Let $\left\{x_n\right\}$ be a sequence in a Hilbert space $H$ and suppose there exist $0<A\leq B$ such that $$A\|x\|^2\leq \sum_{n=1}^{\infty}\left|\left\langle x,x_n\right\rangle\right|^2\leq B\|x\|^2,\qquad \forall x\in D $$ where $D$ is a dense subspace of $H$. Prove that the above inequalities are satisfied for all $x\in H$, i.e. $\left\{x_n\right\}$ is a frame for $H$.
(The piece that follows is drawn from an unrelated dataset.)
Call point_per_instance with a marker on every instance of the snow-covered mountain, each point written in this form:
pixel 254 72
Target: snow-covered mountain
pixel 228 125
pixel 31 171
It seems like this statement is completely obvious to everyone except for me. I hope someone can enlighten me or I will not be able to sleep.
Attempt (following the given hint). The operator $C:D\to \ell^2$, $x\mapsto (\left\langle x,x_n\right\rangle)_{n\in \mathbb{N}}$ is such that $\|Cx\|^2=\sum_{n=1}^{\infty}\left|\left\langle x,x_n\right\rangle\right|^2\leq B\|x\|^2$, so $C$ is bounded in $D$ with $\|C\|\leq \sqrt{B}$. Hence it can be extended to a unique bounded linear operator $\tilde{C}$ on $H$. However, can I deduce that this extension $\tilde{C}$ is such that $\tilde{C}x=(\left\langle x,x_n\right\rangle)_{n\in \mathbb{N}}$ for all $x\in H$? I cannot use uniqueness of the bounded extension since a priori the map $x\mapsto (\left\langle x,x_n\right\rangle)$ is not bounded on $H$. How do I exclude the possibility that the map $x\mapsto (\left \langle x,x_n\right\rangle)_{n\in \mathbb{N}}$ is bounded on $D$ yet unbounded on $H$?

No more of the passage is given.